By David Boger, Flexicon Corporation

Manual weigh batching, a feature of many plants that batch-blend bulk products, involves the individual weighing of ingredients before they are charged into a blender or other process vessel. An automated weigh batching system, providing a more-accurate and consistent mixture, may be a viable alternative.

In many plants that use manual methods, it is common practice to work with pre-weighed bags. There are problems associated with this method, such as each bag may not contain the specified amount of material or the worker may not empty the bag completely. Inaccuracies are compounded as more bags are used. Additionally, if an operator is required to count bags in order to achieve proper weight, there may be an increased risk of human error.

There are two automated weigh batching methods: gain-in-weight and loss-of-weight. In the first arrangement, batch ingredients are generally conveyed in sequence into a hopper located above a process vessel, typically a blender or storage vessel. The hopper is set on load cells that transmit weight-gain data to a programmable logic controller (PLC) that starts the conveyor for each ingredient, and then stops it when the preset weight for that ingredient is reached. Finally, the controller automatically charges the batch to the process vessel.

When to specify a gain-in-weight versus a loss-of-weight system

The most suitable weigh batching method for your plant will depend on how and where bulk material is received and stored. If the material is delivered in rail cars or bulk trucks and stored in silos, which are impractical to mount on load cells needed for a loss-of-weight system, a gain-in-weight system is appropriate. Conversely, if material is received in bulk bags, a loss-of-weight system integrating bulk bag unloaders mounted on load cells may be the solution for you.

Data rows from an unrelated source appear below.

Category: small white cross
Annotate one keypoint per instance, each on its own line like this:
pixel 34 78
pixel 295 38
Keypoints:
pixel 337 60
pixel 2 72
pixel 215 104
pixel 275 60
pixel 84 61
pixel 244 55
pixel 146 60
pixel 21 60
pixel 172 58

Integrating a weigh batching system into an existing process

An automated weigh batching system is often integrated with the plant's bulk handling system, and generally incorporates pneumatic and/or mechanical conveyors. All upstream and downstream equipment, from receiving to processing or packaging, can be sealed to eliminate contamination of the product and plant environment.

The entire operation can be automatically controlled. One option is to use a scale interface card to link up with an existing plant-wide PLC system; a second is to use a stand-alone PLC, and a third is to employ a sequential batch controller. The latter is a programmable device that will run all the equipment associated with the weigh batching system and store the product recipes. It can operate in stand-alone mode or be integrated to varying degrees with the plant PLC.

A weigh batching system should be engineered according to the number, volume, flowability and location of materials to be weighed, the respective strengths of loss-of-weight and gain-in-weight batching methods, and the new or existing conveyors, control systems and processes with which it will be integrated. The availability of numerous weigh batching components and many ways in which they can be configured, enable the plant engineer to design a system that functions reliably, improves product quality and boosts output while cutting cost.